S’appuyer sur l’écosystème existant.

L’écosystème qui existe aujourd’hui autour de Twitter.com est un formidable levier de différenciation pour cette offre. En effet, une appliance signifie la mise à disposition de l’application sous une forme très proche voire identique de celle online. En l’occurrence, si l’API reste la même, Twitter dispose d’un vivier d’éditeurs tiers dont l’expertise est immédiatement utilisable sur l’appliance. Moyennant quelques toutes petites modifications (adresser l’appliance twitter de l’entreprise au lieu de twitter.com par exemple), un client seesmic ou tweetdeck pourrait donc devenir utilisable en interne ! Et c’est valable pour n’importe quelle application ou service tiers. En allant plus loin, il n’est pas non plus très difficile d’imaginer d’accéder à cette appliance via un client mobile.. Pour les usages personnels le client mobile prend une place de plus en plus importante dans l’accès aux réseaux sociaux (Twitter inclus). Une entreprise qui ouvrirait un accès sécurisé vers cette appliance permettrait sans grande modification des clients mobiles (hormis celle de pouvoir choisir vers quelle URL ou IP pointer) de bénéficier en mobilité de toute la puissance de cette plateforme interne ! Une offre qui dès son lancement et sans avoir besoin de développements  coûteux bénéficie d’un catalogue étoffé de solutions d’éditeur tiers.. pas mal non ? On peut même imaginer que Twitter se serve de cette offre pour permettre aux éditeurs tiers de monétiser leur expertise, afin de les fidéliser et peut être de les rassurer par rapport à leur impression de servir de R&D gratuite.

appliance

oAuth : s’appuyer sur l’annuaire interne (SSO).

Ajouter une application en entreprise en ajoutant un nouveau mot de passe, il n’y a rien de mieux pour freiner son utilisation.
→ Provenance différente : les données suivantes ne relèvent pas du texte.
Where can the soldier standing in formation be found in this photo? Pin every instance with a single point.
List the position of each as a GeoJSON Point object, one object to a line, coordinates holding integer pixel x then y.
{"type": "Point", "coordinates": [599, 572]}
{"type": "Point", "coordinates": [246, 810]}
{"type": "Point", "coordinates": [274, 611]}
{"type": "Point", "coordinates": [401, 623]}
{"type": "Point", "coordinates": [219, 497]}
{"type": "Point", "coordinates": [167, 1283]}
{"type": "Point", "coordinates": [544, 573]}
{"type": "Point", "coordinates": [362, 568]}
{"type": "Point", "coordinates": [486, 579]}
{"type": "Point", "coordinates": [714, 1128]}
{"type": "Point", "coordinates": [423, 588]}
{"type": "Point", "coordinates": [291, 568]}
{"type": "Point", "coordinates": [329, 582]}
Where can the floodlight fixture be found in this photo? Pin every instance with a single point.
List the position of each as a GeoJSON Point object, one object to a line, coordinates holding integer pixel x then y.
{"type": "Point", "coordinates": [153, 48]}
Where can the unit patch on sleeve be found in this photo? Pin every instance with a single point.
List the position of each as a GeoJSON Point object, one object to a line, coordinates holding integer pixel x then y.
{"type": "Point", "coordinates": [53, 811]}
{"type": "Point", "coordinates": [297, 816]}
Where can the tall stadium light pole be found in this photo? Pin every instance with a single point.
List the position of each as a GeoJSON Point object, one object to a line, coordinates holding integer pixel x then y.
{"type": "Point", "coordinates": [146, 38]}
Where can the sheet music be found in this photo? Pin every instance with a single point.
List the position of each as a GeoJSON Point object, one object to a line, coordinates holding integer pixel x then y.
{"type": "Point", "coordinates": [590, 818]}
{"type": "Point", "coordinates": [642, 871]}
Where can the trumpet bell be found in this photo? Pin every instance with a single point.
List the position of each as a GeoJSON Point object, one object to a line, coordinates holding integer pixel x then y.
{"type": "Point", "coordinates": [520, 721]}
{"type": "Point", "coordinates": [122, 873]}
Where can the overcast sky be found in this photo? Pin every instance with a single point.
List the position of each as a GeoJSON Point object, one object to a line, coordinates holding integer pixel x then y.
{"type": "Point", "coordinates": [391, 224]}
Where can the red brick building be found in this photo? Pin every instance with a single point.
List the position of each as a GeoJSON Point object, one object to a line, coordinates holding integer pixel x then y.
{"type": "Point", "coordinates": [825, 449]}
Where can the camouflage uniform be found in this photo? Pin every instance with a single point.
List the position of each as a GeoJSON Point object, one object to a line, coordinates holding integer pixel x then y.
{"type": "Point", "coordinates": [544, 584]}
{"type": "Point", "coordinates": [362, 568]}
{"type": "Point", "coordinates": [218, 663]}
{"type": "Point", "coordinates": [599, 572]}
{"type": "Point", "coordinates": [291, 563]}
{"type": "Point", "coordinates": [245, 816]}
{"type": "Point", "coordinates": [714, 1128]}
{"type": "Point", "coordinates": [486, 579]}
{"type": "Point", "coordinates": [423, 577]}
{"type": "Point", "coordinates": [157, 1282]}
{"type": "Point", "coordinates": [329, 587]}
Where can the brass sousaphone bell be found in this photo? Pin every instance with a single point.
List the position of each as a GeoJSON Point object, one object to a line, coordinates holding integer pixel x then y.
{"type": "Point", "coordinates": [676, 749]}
Pour rester une killer-offre, il faut donc que la Twitt’appliance propose de s’appuyer sur l’annuaire interne s’il existe, car ce dernier permet de fédérer les différentes « identités applicatives » du collaborateur. En conservant le protocole oAuth, qui permet la compatibilité avec tout l’écosystème existant, et en le couplant avec l’annuaire interne, on obtient une solution sécurisée et facile d’accès, qui permettrait en plus de rassurer les décideurs quant à leurs peurs récurrentes sur les usages collaboratifs : la perte de contrôle sur les collaborateurs et la fuite d’information stratégique. A partir du moment ou l’inscription ne serait possible qu’aux collaborateurs de l’entreprise (déclarés dans l’annuaire), il est facile de suivre ce qui est dit, et d’éviter les débordements (ou le plus souvent de constater la valeur créée). Par ailleurs, si l’entreprise dispose d’un RSE avec annuaire personnalisé, il est facile d’imaginer les ponts entre le profil Twitter (bio, site, …) et le profil de l’annuaire.

TwitGED et autres idées.

Twitpic, tweetphoto, … ces services de partage de photographie via Twitter sont tout à fait transposables dans le monde de l’entreprise, et j’imagine que proposer un TwitGED ne serait pas si compliqué que ça et apporterait une forte valeur ajoutée. Je mets à jour mon CR de réunion, et hop, je le tweete. Mes followers sont tous au courant, mais seuls ceux qui sont autorisés dans la GED peuvent le consulter (si le SSO évoqué précédemment est mis en place). Dans la même veine, un TwitCalendar qui permettrait de suivre ses réunions pourrait être créé, ou bien encore un TwitAnswer pour s’appuyer sur la communauté de talents de l’entreprise pour trouver les réponses à ses questions… Bien sur, le but n’est pas de faire une usine à gaz qui perdrait tout son intérêt, c’est au contraire de capitaliser sur la capacité du micro-blogging à mettre en avant l’information importante et à en simplifier et accélérer sa circulation, en s’appuyant sur l’écosystème existant et en l’enrichissant. Tout cela permettant de modifier les usages en entreprise et aider au passage vers le 2.0.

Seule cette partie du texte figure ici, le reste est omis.